Last year in New York, I walked over 100 miles and took thousands of photos of one and one font only.
The font’s name is Gorton.
It’s hard to believe today that there was a time before I knew of Gorton and all its quirks and mysteries. The first time I realized the font even existed was some time in 2017, when I was researching for my book about the history of typing.
Many keyboards, especially older ones, sported a particular distinctive font on their keycaps. It was unusually square in proportions, and a weird mélange of “mechanical” and “childish.”
The more I looked at it, the more I realized how bizarre and amateurish it was. The G always felt like it was about to roll away on its side. There was a goofy wavy hook sticking out of Q. P and R were often too wide. & and @ symbols would be laughed away in a type crit, and the endings of C felt like grabbing something next to it – a beginning of a ligature that never came.
The strangeness extended to the digits. There was a top-flatted 3 resembling a Cyrillic letter, 7 sloping down in a unique way, a very geometric 4, an unusual – perhaps even naïve – symmetry between 6 and 9, and a conflation of O with 0 that would be a fireable offense elsewhere.

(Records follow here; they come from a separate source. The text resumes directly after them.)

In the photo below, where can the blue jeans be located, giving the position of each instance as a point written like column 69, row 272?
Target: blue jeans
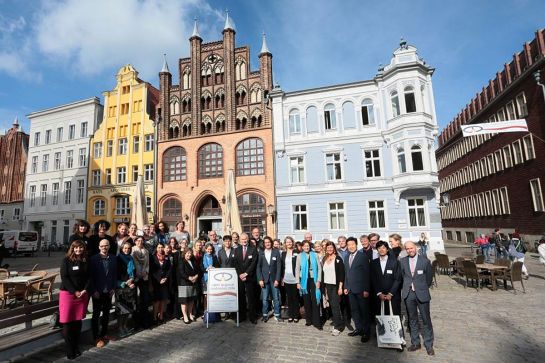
column 265, row 292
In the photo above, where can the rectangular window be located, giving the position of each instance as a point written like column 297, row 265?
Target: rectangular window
column 108, row 176
column 59, row 134
column 55, row 194
column 529, row 152
column 70, row 158
column 81, row 191
column 43, row 194
column 67, row 192
column 45, row 162
column 97, row 150
column 377, row 214
column 333, row 165
column 417, row 212
column 518, row 156
column 148, row 172
column 83, row 130
column 96, row 178
column 34, row 166
column 136, row 144
column 297, row 169
column 121, row 175
column 32, row 195
column 83, row 157
column 336, row 216
column 71, row 132
column 537, row 196
column 148, row 139
column 300, row 217
column 109, row 147
column 122, row 146
column 122, row 206
column 372, row 163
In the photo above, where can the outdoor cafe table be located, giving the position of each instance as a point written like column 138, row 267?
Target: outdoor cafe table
column 492, row 269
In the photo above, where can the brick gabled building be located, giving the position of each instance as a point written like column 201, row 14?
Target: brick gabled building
column 13, row 158
column 496, row 180
column 218, row 117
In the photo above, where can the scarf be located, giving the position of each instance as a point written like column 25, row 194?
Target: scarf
column 127, row 259
column 304, row 273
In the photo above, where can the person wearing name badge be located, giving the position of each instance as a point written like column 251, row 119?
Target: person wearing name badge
column 417, row 278
column 269, row 273
column 289, row 263
column 245, row 263
column 308, row 273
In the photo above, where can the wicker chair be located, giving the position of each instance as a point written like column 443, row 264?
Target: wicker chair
column 472, row 273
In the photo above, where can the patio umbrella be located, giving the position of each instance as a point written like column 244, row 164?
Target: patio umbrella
column 231, row 216
column 139, row 213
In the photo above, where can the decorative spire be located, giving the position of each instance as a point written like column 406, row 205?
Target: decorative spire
column 228, row 22
column 195, row 30
column 165, row 64
column 264, row 48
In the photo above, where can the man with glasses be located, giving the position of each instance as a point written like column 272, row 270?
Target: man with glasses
column 103, row 276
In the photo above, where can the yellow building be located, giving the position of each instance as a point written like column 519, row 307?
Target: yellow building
column 121, row 149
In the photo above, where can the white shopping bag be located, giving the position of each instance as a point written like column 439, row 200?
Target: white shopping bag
column 389, row 329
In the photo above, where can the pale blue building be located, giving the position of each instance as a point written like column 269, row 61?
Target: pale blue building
column 359, row 157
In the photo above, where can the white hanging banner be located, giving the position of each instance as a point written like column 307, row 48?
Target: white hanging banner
column 495, row 127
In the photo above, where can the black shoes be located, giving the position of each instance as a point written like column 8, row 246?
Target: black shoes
column 354, row 333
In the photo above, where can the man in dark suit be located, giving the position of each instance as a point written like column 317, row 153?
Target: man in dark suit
column 269, row 275
column 245, row 262
column 417, row 278
column 357, row 284
column 386, row 279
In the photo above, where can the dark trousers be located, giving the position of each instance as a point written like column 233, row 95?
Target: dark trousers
column 102, row 304
column 71, row 332
column 292, row 297
column 360, row 312
column 413, row 306
column 335, row 305
column 246, row 299
column 312, row 306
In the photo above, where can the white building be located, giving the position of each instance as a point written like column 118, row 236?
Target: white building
column 359, row 157
column 55, row 185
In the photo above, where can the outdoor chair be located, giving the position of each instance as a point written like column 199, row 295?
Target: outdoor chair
column 472, row 273
column 515, row 274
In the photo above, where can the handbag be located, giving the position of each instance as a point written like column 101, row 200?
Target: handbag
column 389, row 329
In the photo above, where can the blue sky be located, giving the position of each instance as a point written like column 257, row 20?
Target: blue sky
column 55, row 52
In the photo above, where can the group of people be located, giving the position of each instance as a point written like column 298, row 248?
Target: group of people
column 154, row 267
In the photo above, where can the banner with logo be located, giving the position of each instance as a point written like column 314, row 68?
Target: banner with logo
column 495, row 127
column 222, row 290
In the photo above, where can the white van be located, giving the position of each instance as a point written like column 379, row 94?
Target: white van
column 20, row 241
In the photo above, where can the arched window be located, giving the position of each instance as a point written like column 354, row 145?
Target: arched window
column 330, row 121
column 252, row 212
column 367, row 112
column 416, row 157
column 172, row 211
column 410, row 103
column 210, row 161
column 174, row 164
column 395, row 104
column 402, row 165
column 250, row 157
column 99, row 207
column 294, row 122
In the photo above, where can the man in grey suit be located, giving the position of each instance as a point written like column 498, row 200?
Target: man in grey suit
column 417, row 278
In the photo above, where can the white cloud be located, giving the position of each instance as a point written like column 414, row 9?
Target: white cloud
column 93, row 36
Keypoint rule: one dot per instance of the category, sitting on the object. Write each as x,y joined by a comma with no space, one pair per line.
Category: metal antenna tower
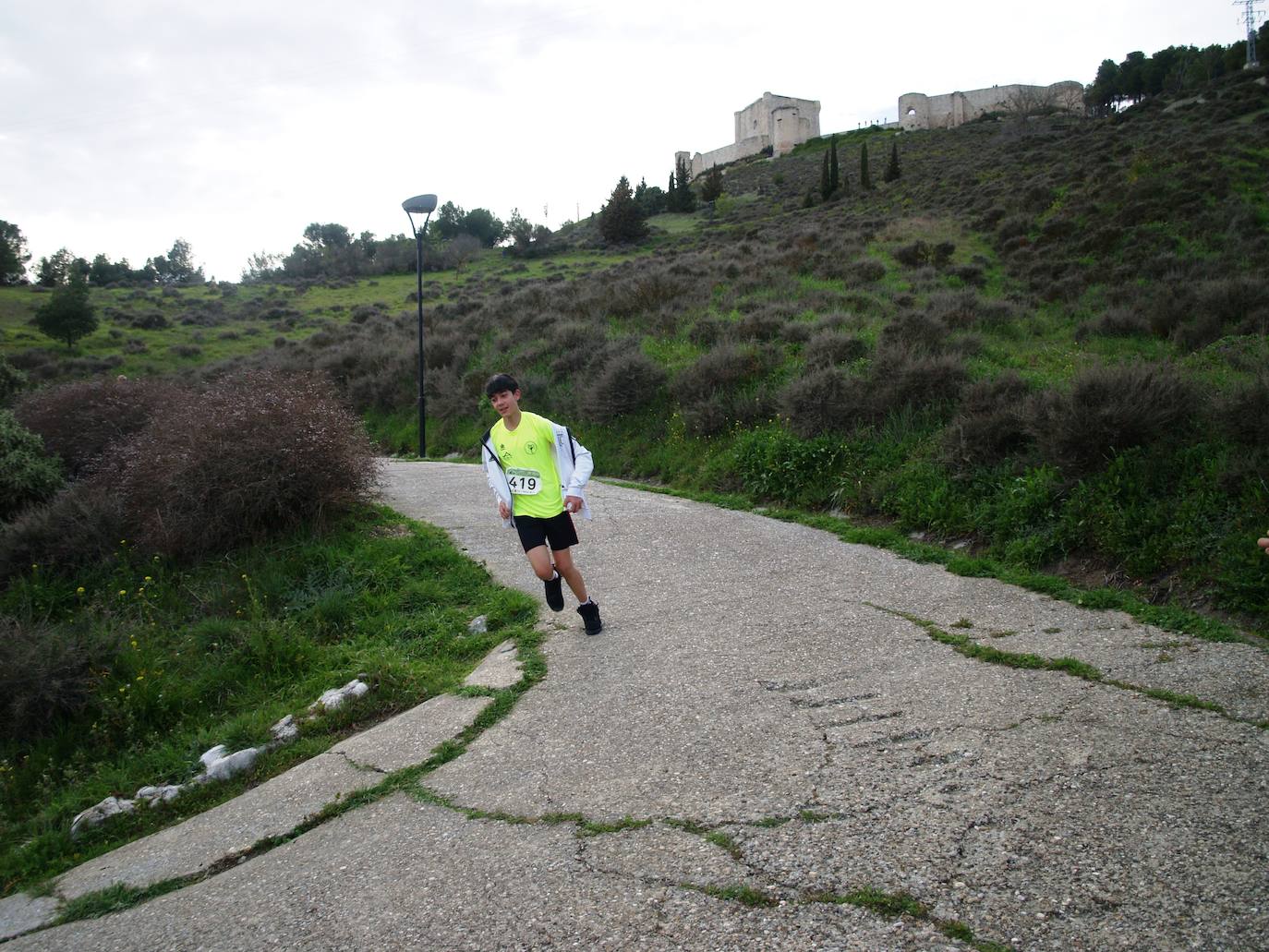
1251,17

Looking at just a few keyboards, it was also obvious that it wasn’t just one rigid font. There were always variations, sometimes even on one keyboard. 0 came square, dotted, or slashed. The usually very narrow letter I sometimes sported serifs. The R and the 6 moved their middles higher or lower. There also seemed to be a narrower version of the font, deployed when a keycap needed a word and not just a letter. (Lowercase letters existed too, but not very often.)
My first thought was: What a mess. Is this how “grotesque” fonts got their name?
Then, the second thought: I kind of like it.